Valerie Lankford in London

 

Just when the caterpillar thought the world was over, it became a butterfly.” – Proverb

Happy Birthday Valerie.

Valerie Lankford is a long standing and cherished friend as they come. And she has devoted herself to resilience in people and relationships. So it was all a special delight when she forwarded me a copy of her recent article in the ‘Transaction Analysis Journal’ titled “My Whole Life is Plan B: A Psychological and Practical Approach to Resilience” imbued with the spirit of embracing failure. In fact, she even makes reference to one of my own points about my Microsoft experience in the paper itself. Here are a few choice excerpts…

  • “I’ve often said, ‘I’m so glad my parents screwed up, because I’ve had a much richer life than I would have had otherwise.’ But learning how to turn setbacks into opportunities did not occur overnight, and I have not found a single cure that works for everyone.”
  • “If people are going to learn from mistakes to handle undesirable consequences more comfortably, it helps to teach them about racket feelings [ie. ‘learned feelings’…often ‘a person’s most uncomfortable feeling’].”
  • “Early on in counselling, I suggest that when people are tough on themselves about their mistakes, instead of berating themselves, they might add some new vocabulary to their repertoire: ‘I goofed. What did I learn from this?’ I suggest that most mistakes do not have life-and-death consequences but are, in fact, learning opportunities. Once we determine the magnitude of the mistake we can consider ways to approach it.”
  • A Plan B Attitude. When Plan A does not work, go with what I call Plan B. Wne I use Plan B as a frame of reference, I do not take it for granted that life will proceed from day to day as I had planned…“Some may have difficulty adjusting to a Plan B perspective. It may help to think of Plan B as trying on different kinds of hats until you find one that feels best.”

She outlines the 4 ways people ‘discount aspects of reality’ to avoid the embrace of failure…

    • Do nothing
    • Over adapt
    • Agitate
    • Act out

Where people avoid these ‘realities’ fall into a number of categories which Valerie describes as ‘Performance Drivers’. She notes, “I have observed that many clients become stuck on a problem, and they keep trying to do what they cannot.” For each of these scenarios, Valerie describes both (a) an antithetical premise, and (b) provides a question one can ask oneself to trigger a shift of perspective…

Performance Driver

Antithesis

Healthy response

Be perfect

Be human

Is it worth the effort?

Try hard

Work smarter

Is it worth the effort?

Be strong

Feel your feelings

Is it worth denying feelings?

Hurry up

Take your time, prioritize

Is it worth rushing

Please me (or someone)

Please self (and consider others)

Is it worth the consequences?

To overcome such blockers, she draws from ‘Project Resilience’. Started in 1980s, the initiative produced a book “The Struggle to be Strong: True Stories by Teens about Overcoming Tough Times”. Which outlined a tool called the ‘7 Resiliencies’…

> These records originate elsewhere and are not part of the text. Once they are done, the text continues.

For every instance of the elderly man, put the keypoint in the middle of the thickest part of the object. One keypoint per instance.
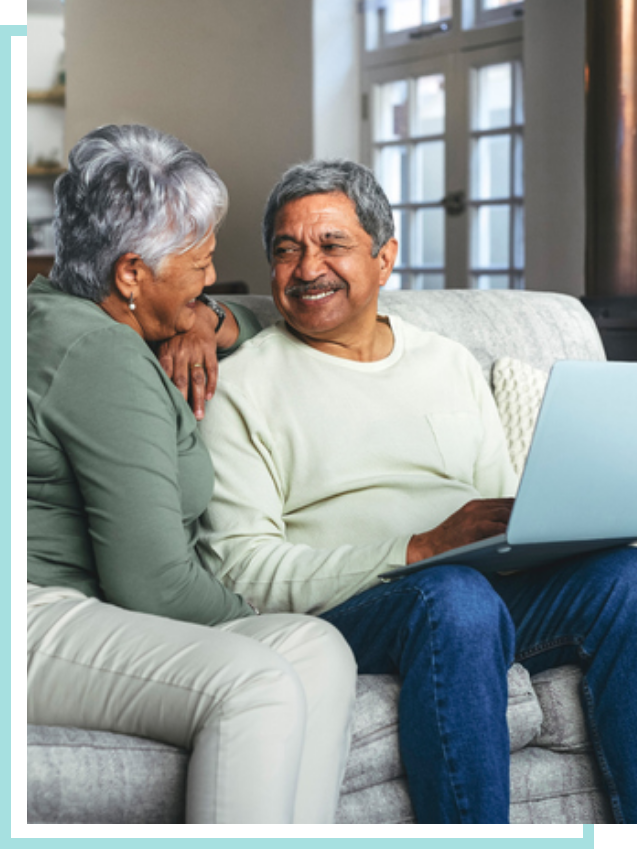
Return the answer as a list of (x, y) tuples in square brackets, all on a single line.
[(346, 442)]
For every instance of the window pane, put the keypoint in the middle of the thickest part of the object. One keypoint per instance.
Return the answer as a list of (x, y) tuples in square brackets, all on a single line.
[(392, 169), (490, 281), (430, 105), (492, 167), (493, 97), (518, 167), (392, 111), (497, 4), (519, 257), (403, 14), (437, 10), (519, 93), (401, 223), (429, 238), (428, 281), (429, 178), (490, 237)]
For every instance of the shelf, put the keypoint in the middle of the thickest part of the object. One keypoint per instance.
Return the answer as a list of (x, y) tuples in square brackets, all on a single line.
[(44, 173), (54, 96)]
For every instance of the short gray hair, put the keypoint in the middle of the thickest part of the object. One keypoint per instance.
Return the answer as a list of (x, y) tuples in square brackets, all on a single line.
[(323, 176), (130, 188)]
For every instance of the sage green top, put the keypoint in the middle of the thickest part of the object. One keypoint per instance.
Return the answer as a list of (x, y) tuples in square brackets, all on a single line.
[(117, 475)]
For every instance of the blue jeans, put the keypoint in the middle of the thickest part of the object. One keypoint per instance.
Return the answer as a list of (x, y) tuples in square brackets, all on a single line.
[(452, 634)]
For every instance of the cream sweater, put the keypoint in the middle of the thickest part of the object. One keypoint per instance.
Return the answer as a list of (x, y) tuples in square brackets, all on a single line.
[(325, 467)]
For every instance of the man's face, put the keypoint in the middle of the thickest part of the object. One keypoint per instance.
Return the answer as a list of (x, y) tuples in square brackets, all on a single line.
[(325, 281)]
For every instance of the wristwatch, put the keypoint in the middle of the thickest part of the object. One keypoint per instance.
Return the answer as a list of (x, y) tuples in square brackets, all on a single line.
[(216, 307)]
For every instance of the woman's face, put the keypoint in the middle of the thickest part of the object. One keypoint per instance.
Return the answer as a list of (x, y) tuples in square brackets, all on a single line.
[(165, 304)]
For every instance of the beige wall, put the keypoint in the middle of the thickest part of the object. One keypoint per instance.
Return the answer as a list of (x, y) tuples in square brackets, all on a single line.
[(554, 59), (232, 78)]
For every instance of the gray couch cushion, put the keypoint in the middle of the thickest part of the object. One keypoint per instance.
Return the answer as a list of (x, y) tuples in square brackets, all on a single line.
[(95, 777), (563, 724), (374, 784), (551, 788)]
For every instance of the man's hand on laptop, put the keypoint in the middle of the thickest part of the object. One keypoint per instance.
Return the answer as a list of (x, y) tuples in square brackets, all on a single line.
[(477, 520)]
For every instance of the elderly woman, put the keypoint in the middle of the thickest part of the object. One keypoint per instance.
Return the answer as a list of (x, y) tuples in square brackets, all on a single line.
[(126, 629)]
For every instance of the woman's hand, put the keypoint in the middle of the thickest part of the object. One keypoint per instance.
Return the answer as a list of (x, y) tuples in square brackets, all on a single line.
[(190, 360), (477, 520)]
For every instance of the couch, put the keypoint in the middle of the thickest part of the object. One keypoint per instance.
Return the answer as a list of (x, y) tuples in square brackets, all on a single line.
[(83, 776)]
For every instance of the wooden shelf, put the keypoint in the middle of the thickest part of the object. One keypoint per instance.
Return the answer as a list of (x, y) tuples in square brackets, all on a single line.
[(54, 96)]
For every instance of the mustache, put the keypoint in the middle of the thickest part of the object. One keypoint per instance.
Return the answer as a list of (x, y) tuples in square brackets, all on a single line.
[(315, 286)]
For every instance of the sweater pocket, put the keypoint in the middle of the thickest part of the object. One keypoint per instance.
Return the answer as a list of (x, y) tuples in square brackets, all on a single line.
[(458, 436)]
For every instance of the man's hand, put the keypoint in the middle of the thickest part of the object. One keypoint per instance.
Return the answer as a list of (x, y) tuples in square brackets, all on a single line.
[(475, 521), (190, 360)]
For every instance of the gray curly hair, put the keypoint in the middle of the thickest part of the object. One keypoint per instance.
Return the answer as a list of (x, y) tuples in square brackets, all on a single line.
[(130, 188), (324, 176)]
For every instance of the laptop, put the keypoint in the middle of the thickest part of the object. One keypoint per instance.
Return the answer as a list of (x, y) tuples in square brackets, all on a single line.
[(578, 491)]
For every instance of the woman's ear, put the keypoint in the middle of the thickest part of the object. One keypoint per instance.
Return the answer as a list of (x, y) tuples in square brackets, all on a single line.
[(129, 272)]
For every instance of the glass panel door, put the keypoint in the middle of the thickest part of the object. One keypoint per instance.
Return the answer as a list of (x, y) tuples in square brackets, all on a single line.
[(409, 152), (496, 220)]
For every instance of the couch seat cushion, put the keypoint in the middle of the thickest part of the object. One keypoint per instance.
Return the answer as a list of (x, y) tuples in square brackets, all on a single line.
[(563, 724), (92, 777)]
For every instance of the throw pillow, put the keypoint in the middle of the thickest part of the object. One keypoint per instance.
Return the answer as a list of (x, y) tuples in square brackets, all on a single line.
[(518, 389)]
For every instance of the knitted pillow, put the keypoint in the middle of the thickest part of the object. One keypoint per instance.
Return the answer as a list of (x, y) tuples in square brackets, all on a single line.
[(518, 389)]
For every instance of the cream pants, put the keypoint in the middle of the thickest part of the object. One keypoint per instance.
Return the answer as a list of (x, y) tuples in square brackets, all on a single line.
[(263, 703)]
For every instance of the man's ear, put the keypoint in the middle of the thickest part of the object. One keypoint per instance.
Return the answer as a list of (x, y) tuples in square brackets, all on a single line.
[(129, 273), (387, 256)]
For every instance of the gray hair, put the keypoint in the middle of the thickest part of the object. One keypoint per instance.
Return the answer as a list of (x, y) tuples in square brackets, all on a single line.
[(128, 189), (325, 177)]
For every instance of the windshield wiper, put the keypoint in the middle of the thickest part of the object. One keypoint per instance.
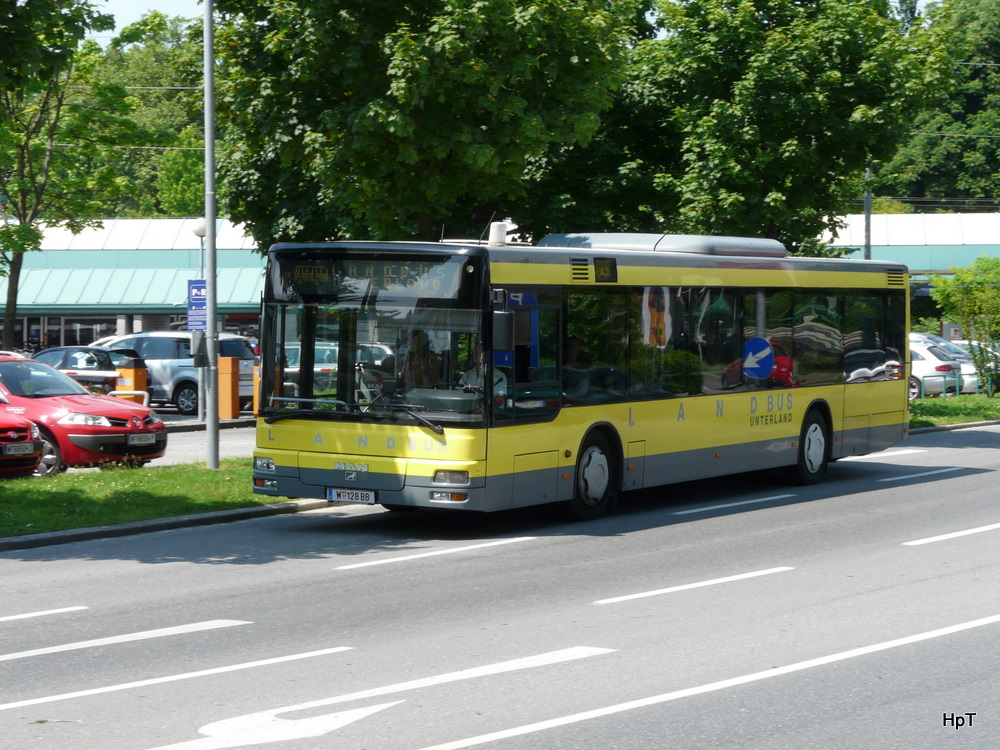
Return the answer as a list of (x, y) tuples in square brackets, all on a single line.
[(434, 427), (301, 414)]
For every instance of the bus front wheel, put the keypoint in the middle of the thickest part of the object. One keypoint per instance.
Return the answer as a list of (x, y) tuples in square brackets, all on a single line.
[(813, 450), (595, 488)]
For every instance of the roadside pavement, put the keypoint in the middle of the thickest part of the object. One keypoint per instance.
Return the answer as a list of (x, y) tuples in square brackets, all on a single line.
[(175, 423)]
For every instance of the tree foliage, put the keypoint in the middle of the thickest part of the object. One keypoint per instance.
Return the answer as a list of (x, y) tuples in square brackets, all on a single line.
[(152, 61), (402, 118), (951, 158), (38, 39), (746, 117), (971, 298), (54, 136)]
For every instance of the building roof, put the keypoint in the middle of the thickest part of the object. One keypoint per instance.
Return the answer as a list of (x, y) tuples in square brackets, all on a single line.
[(926, 243), (136, 266)]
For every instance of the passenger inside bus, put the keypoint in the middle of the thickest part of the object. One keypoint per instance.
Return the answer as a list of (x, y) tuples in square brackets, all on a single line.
[(475, 376), (421, 367)]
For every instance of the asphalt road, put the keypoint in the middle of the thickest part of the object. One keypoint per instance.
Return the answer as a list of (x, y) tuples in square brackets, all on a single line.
[(860, 613)]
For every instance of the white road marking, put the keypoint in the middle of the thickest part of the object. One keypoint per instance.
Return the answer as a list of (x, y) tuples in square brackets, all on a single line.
[(707, 508), (144, 635), (388, 560), (258, 729), (41, 614), (686, 586), (265, 726), (952, 535), (711, 687), (877, 456), (906, 477), (170, 678)]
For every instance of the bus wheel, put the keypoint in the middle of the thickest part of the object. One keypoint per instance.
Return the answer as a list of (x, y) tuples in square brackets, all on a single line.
[(596, 487), (814, 451)]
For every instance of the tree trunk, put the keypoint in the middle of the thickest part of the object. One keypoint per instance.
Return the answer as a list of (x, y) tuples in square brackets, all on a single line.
[(10, 306)]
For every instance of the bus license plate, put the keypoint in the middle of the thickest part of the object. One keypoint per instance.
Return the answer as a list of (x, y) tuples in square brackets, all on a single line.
[(19, 449), (364, 497)]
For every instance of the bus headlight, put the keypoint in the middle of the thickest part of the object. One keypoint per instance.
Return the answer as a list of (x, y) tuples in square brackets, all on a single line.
[(451, 477)]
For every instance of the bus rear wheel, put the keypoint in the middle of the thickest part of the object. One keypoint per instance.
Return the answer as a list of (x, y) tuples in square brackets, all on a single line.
[(595, 489), (813, 451)]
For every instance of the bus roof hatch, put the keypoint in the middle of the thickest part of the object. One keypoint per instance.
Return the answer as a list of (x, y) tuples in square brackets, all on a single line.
[(673, 243)]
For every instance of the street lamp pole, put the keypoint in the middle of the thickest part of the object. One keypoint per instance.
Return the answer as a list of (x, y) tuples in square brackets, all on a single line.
[(211, 290)]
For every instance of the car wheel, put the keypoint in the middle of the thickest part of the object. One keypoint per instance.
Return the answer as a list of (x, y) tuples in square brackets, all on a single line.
[(186, 398), (51, 462), (595, 489)]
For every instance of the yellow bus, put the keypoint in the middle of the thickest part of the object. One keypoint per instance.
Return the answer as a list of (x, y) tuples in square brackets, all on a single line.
[(491, 376)]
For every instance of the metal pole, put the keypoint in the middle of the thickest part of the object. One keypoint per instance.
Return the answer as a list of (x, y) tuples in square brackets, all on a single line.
[(868, 215), (211, 301)]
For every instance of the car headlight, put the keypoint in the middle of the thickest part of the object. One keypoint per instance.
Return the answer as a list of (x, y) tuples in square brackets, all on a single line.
[(90, 420)]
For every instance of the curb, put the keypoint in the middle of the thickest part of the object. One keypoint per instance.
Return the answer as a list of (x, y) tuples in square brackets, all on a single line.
[(31, 541), (196, 426)]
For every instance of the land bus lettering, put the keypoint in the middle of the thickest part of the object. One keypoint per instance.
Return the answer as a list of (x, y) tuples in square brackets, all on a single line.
[(629, 361), (779, 402)]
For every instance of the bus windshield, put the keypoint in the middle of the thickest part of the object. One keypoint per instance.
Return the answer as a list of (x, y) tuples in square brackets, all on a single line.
[(384, 338)]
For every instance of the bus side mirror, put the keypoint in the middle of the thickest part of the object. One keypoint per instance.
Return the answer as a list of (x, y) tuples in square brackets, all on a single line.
[(503, 331)]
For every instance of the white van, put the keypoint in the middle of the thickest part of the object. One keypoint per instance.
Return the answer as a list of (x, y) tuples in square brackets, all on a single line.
[(173, 378)]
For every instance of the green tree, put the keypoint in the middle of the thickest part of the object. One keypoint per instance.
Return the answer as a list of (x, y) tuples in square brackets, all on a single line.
[(403, 119), (38, 39), (951, 159), (971, 298), (746, 117), (152, 60), (52, 133)]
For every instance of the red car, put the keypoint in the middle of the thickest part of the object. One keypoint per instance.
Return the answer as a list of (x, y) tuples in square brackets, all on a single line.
[(20, 445), (78, 428)]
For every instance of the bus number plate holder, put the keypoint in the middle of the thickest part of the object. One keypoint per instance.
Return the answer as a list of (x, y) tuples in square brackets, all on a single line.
[(361, 497)]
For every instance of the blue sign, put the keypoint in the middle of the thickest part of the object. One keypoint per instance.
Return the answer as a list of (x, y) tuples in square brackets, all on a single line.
[(758, 358), (197, 305)]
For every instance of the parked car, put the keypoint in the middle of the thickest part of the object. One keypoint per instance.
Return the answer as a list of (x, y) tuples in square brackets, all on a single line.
[(173, 377), (933, 371), (77, 427), (952, 347), (20, 445), (95, 367)]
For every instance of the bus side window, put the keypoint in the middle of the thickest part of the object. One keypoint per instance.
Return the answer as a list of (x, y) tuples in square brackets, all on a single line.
[(531, 375)]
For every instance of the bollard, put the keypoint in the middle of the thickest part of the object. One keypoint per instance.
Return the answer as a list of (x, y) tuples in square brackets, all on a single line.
[(256, 390), (132, 383), (229, 387)]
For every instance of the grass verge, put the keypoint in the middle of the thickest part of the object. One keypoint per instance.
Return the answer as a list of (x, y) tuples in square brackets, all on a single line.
[(79, 500), (931, 412)]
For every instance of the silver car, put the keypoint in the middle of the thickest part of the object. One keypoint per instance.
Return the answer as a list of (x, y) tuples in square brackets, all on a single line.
[(173, 377)]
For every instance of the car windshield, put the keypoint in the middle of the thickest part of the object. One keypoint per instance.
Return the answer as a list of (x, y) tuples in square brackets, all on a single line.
[(31, 379)]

  1. Insight – Asking tough questions and giving honest answers
  2. Independence – Distancing from the sources of trouble in one’s life
  3. Relationships – Making fulfilling connections to other people
  4. Initiative – Taking charge of problems
  5. Creativity – Using imagination and expressing oneself in art forms
  6. Humor – Finding the comedic in the tragic
  7. Morality – Acting on the basis of an informed conscience

Finally, Valerie concludes with a handy ‘Resilience Checklist’…

  1. Options
    1. Consider 5 options instead of only 2.
    2. Learn about more approaches, read books that address behaviour.
    3. To actualise ‘suffering is optional’.
  2. Perspective
    1. It is not as important what happens to you as how you interpret the situation.
    2. Remember the relevance of our mistakes change as we age.
    3. Challenge your perspective. Most of us are not in a war zone or fighting terminal illness.
    4. Seek support from others outside of the situation whom you respect.
  3. Importance
    1. Decide to do it now.
    2. Consider that you may be a role model and that children are watching.